Al platicar con él se pudo advertir su larga experiencia. Sabía aplicar la empatía, ponerse en los zapatos del cliente. El agradecimiento y las propinas eran generosas para él.
El dueño de un restaurante, hombre maduro, juicioso, profesional en lo suyo y a la vez respetuoso y motivador hacia su personal, solía decir a sus meseros:
-“No se les olvide nunca que la propina… se trabaja. Hay que trabajar la propina, muchachos.”
Él, por cierto, tenía una práctica nada común entre los empresarios de este ramo: tenía por costumbre pagarle su sueldo diariamente a su personal. Y solía argumentar: “ya se lo ganaron este día, tienen que llevar algo a su casa, ¿para qué les jineteo su paga una semana...?
Esa filosofía y otros aspectos de su condición como patrón, lo convirtieron en un empresario ejemplar en cierta organización sindical.

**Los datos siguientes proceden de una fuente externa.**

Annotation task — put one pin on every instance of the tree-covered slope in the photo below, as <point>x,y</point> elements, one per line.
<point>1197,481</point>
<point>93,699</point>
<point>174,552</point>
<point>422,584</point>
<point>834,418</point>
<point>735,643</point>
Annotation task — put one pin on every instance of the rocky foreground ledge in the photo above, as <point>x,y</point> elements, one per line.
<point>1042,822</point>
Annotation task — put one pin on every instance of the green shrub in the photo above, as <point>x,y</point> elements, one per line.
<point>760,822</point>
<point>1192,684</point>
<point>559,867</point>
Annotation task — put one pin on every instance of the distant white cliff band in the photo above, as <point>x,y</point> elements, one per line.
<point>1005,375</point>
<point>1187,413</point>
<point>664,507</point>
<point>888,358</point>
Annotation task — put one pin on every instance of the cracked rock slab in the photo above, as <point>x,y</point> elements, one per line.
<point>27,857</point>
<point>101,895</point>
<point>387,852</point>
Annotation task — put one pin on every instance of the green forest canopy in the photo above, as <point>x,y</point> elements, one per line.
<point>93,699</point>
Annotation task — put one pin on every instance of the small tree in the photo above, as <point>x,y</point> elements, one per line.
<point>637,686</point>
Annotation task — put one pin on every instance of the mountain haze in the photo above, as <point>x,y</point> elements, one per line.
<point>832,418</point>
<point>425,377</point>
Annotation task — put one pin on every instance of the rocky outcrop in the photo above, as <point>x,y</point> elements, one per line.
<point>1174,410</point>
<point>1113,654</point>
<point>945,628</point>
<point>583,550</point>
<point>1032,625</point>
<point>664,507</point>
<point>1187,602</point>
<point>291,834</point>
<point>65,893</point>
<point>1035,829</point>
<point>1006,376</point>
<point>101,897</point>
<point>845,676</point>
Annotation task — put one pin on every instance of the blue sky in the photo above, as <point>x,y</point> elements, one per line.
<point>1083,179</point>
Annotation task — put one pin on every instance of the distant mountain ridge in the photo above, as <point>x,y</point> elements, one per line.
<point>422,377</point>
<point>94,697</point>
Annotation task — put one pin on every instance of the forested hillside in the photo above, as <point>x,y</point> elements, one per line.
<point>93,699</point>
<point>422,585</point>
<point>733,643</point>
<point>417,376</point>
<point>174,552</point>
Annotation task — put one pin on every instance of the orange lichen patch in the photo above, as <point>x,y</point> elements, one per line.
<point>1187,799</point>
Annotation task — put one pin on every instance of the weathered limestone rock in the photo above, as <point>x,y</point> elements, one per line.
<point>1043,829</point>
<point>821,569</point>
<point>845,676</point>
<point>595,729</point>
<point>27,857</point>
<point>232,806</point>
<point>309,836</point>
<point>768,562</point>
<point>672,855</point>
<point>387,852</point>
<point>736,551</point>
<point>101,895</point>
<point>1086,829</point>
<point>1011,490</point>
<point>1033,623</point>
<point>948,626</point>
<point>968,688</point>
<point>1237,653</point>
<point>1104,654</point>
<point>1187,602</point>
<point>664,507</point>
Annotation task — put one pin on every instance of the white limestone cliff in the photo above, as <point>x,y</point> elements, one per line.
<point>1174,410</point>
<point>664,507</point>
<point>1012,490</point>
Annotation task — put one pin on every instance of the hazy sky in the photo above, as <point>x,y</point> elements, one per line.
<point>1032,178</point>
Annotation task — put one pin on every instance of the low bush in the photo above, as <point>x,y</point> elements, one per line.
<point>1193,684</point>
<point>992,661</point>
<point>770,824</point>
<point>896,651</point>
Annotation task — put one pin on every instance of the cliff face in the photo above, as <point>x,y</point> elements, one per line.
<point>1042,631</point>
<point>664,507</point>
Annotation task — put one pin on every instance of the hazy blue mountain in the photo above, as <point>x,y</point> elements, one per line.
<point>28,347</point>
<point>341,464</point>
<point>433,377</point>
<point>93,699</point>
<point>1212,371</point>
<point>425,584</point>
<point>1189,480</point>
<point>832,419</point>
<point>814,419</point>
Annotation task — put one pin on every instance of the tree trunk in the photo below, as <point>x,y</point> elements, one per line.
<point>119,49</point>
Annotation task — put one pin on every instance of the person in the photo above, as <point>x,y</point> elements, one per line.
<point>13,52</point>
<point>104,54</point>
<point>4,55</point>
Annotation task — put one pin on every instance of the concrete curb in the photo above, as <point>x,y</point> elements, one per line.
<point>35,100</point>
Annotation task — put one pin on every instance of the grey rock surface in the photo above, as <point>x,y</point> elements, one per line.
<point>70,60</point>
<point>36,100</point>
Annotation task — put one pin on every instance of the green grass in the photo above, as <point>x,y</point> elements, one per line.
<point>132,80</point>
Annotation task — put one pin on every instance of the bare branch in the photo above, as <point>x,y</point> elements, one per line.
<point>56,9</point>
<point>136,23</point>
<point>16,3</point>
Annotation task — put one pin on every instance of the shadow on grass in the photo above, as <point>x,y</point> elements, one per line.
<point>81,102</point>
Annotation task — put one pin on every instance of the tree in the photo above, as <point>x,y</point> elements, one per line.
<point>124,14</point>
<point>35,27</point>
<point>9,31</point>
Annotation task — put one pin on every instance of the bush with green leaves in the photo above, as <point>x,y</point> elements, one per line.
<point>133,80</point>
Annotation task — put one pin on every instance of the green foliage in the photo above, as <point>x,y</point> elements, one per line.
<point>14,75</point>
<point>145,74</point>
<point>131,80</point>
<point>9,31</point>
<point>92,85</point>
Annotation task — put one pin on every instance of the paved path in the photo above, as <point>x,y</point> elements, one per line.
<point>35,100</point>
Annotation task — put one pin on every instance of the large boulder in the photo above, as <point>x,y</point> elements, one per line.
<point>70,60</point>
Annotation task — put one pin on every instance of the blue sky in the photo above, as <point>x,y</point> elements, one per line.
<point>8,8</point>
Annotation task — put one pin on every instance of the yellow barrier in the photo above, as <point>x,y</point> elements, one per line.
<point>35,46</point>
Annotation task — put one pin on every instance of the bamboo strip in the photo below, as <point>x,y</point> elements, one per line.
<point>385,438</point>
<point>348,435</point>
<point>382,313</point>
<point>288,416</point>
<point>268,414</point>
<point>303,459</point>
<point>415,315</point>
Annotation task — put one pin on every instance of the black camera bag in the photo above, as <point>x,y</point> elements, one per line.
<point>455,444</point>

Cuando se habla de esto se suele escuchar la necesidad de una campaña gubernamental para infundir ese espíritu de amabilidad y servicio de los prestadores de servicios. Pero a mi siempre me ha parecido que una campaña se refiere a algo temporal, con un principio y un fin, y creo que esto debiera ser siempre, no temporal ni de ocasión.
Una tarea permanente, de penetración y convencimiento sistemático, de cursos y seminarios, de funcionarios y empresarios, y de ahí permear hacia todo el personal que atiende al público. Pero además con supervisión, seguimiento, evaluación, incentivos y reconocimientos.
Hay lugares o ciudades donde se aprecia, se siente y se disfruta de manera muy extendida esta actitud. No de unos, sino multiplicada y que llega a ser casi distintivo y que despierta el entusiasmo por volver, por comprar, por apoyar ese espíritu de lucha, de trabajo.
Me parece que, si hay voluntad, determinación y trabajo, nada es imposible.